FOMO juga berdampak pada hubungan interpersonal. Kita menjadi lebih sulit hadir secara penuh dalam interaksi nyata karena sebagian perhatian selalu terpecah dengan dunia digital. Saat berkumpul, sebagian dari kita lebih sibuk mengambil foto dan mengedit caption daripada menikmati kebersamaan. Saat bersama pasangan, kita bisa tiba-tiba berubah murung hanya karena melihat unggahan orang lain yang tampaknya lebih romantis. Dalam jangka panjang, hal ini menciptakan hubungan yang dangkal, karena di baliknya menyimpan luka perbandingan dan ketidakpuasan yang terus dipelihara secara diam-diam.
Pertanyaan yang muncul kemudian adalah: mengapa kita membiarkan FOMO mengendalikan keseharian kita?

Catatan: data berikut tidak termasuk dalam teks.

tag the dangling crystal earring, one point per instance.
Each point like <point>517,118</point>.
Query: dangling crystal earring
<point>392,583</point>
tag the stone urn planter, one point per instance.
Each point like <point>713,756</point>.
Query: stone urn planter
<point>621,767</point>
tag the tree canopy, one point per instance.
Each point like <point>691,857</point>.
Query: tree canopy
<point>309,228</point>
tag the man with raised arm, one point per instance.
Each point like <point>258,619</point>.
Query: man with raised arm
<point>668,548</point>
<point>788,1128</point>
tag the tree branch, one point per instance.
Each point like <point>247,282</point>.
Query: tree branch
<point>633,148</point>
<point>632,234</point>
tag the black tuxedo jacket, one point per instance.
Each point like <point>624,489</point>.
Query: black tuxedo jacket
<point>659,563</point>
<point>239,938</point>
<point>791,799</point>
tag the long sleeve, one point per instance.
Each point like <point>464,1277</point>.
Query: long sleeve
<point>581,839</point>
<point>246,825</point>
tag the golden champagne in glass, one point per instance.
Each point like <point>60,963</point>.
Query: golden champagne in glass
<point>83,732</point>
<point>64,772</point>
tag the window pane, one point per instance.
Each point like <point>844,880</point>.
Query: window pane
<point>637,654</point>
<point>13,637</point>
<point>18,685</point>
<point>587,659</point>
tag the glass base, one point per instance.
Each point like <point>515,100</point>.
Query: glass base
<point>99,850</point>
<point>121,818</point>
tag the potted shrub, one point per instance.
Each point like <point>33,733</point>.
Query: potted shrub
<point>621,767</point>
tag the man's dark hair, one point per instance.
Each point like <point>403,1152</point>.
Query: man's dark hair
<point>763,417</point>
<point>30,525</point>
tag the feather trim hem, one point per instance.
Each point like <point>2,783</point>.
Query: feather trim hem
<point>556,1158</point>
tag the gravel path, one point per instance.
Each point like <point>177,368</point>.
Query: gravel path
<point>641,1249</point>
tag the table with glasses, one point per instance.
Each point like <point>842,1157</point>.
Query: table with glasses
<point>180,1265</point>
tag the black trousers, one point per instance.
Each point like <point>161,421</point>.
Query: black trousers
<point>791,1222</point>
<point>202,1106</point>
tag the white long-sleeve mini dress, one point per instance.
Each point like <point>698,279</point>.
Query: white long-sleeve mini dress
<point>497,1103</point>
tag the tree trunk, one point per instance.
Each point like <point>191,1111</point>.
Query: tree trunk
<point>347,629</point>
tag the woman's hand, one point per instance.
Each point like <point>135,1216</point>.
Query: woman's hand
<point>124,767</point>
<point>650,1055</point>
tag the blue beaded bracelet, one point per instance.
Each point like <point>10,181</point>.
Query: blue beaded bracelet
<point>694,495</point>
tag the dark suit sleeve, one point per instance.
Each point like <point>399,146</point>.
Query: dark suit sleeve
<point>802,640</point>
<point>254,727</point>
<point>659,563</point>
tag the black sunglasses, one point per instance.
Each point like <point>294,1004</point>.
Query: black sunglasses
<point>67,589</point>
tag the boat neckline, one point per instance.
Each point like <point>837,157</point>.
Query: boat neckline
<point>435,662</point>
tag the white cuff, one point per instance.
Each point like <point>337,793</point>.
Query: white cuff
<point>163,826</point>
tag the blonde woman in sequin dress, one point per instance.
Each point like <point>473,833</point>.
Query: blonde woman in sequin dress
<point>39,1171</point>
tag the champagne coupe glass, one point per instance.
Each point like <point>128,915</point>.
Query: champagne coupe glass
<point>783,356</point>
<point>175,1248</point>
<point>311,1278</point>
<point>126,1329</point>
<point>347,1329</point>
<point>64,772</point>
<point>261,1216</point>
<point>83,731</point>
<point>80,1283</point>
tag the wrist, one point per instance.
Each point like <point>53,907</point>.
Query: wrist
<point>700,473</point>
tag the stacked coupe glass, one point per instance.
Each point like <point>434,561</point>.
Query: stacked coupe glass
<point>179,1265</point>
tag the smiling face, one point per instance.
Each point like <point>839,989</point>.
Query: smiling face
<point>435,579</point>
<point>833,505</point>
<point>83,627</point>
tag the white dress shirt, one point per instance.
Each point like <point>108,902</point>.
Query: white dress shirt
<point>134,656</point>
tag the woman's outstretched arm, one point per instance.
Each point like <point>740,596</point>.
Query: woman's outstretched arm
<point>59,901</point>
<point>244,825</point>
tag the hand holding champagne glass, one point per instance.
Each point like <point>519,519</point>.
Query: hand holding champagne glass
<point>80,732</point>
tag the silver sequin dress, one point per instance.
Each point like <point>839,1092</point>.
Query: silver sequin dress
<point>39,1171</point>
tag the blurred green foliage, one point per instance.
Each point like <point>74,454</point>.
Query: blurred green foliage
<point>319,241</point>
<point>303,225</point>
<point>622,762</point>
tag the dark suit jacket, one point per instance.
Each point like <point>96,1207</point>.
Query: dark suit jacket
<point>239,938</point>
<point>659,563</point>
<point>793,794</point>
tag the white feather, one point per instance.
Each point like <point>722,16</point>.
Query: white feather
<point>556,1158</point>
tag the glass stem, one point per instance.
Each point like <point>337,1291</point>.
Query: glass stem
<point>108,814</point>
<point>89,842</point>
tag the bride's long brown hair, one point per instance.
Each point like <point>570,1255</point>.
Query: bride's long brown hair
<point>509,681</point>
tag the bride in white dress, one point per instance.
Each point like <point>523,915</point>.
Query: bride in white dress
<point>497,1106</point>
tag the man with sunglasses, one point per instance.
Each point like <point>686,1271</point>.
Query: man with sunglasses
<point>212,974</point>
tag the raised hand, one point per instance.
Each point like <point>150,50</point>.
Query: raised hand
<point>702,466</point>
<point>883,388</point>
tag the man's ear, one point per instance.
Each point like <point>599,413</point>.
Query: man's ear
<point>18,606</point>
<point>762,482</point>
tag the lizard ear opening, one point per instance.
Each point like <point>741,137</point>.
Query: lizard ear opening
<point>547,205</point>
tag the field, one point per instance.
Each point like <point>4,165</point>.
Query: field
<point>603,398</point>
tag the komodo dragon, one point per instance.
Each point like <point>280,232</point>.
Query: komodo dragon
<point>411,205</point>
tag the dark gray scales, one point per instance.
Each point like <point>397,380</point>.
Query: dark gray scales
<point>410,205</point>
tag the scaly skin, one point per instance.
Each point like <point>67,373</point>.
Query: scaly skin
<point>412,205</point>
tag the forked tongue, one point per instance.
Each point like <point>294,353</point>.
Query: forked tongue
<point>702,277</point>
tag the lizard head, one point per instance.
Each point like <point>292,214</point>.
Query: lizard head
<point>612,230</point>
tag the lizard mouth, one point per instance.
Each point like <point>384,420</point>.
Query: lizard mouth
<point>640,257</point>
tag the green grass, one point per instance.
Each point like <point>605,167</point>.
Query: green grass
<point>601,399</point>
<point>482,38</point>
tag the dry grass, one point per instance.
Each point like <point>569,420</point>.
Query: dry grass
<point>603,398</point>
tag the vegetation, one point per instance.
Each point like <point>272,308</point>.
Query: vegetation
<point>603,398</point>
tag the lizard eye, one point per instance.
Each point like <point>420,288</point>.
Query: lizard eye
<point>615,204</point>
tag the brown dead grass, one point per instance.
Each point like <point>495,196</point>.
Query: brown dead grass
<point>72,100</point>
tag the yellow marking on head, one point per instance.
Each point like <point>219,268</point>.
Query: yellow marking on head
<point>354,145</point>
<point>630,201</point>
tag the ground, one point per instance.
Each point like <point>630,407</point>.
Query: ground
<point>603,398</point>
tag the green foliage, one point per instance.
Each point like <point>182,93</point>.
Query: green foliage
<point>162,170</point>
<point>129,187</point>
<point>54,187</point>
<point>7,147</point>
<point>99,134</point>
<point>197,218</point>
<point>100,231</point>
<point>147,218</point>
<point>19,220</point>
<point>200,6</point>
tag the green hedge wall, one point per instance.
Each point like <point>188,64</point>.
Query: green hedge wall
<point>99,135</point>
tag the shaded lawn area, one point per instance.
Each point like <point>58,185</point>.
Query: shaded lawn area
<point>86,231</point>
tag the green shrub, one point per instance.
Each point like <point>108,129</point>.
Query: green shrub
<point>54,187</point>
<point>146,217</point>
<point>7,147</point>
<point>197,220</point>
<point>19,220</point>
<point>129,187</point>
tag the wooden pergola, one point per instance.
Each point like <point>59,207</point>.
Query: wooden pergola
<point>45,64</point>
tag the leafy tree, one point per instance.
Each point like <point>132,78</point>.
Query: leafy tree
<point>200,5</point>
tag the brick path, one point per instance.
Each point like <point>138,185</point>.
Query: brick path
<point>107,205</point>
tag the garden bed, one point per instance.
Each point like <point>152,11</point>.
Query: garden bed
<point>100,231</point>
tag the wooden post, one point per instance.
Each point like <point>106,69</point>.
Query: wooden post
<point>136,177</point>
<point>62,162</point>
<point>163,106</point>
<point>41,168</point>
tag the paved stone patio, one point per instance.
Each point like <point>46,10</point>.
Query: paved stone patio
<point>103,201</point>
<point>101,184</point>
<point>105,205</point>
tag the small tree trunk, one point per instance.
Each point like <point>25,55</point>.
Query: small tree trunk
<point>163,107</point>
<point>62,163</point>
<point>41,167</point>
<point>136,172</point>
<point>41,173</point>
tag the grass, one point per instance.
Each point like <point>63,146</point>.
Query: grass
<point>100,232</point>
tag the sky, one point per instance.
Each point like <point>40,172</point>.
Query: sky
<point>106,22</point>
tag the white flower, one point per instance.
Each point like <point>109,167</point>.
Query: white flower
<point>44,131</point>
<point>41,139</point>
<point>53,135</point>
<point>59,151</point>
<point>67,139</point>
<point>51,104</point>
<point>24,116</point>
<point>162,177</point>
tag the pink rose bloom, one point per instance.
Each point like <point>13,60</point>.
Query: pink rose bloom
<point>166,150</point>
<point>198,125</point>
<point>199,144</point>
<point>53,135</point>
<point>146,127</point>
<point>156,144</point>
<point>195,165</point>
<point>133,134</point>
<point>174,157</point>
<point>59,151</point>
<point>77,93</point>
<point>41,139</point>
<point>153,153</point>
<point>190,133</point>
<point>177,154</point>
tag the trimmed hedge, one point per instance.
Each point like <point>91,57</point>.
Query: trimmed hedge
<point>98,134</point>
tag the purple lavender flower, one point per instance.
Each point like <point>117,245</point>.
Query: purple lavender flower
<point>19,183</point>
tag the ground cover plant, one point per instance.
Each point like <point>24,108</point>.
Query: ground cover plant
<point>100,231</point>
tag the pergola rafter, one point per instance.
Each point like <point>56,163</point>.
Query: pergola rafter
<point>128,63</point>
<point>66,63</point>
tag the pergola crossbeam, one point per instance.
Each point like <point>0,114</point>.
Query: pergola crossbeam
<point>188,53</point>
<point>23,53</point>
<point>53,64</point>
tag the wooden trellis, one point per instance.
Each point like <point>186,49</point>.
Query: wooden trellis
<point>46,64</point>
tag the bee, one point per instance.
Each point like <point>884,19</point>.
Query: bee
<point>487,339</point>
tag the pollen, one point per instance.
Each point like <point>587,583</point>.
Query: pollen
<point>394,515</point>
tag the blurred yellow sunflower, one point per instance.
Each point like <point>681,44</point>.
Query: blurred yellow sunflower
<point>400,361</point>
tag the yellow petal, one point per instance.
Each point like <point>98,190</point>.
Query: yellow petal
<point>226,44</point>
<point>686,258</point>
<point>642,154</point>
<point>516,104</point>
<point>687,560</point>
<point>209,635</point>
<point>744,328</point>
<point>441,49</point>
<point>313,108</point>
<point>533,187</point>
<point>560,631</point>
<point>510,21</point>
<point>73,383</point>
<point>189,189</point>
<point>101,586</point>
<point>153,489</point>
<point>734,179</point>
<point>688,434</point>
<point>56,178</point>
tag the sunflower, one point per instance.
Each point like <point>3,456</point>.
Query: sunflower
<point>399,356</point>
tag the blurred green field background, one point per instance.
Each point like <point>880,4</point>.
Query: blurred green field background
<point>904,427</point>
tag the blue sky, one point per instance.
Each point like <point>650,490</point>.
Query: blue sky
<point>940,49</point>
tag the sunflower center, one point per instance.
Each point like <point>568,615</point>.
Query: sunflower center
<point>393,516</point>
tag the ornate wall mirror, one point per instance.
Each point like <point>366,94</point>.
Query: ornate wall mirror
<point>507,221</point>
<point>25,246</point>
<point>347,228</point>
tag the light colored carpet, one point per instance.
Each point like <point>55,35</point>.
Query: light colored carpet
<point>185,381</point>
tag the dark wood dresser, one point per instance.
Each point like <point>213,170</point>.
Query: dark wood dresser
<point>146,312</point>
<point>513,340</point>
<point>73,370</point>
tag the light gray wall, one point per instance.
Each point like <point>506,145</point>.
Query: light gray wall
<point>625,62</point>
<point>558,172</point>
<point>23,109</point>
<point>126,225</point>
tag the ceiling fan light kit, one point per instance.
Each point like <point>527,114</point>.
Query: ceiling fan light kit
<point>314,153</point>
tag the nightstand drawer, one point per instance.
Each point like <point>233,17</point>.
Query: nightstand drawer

Jawabannya mungkin terletak pada identitas diri yang semakin lekat dengan citra digital. Dalam dunia yang menilai seseorang dari seberapa aktif, seberapa menarik, dan seberapa update dia di dunia maya, kita pun secara tidak sadar mulai mengikat harga diri pada keterlibatan digital. Kita ingin terlihat, ingin dianggap relevan, dan ingin menjadi bagian dari percakapan yang sedang berlangsung. Kita takut menjadi bayangan, meskipun harus kehilangan ketenangan batin.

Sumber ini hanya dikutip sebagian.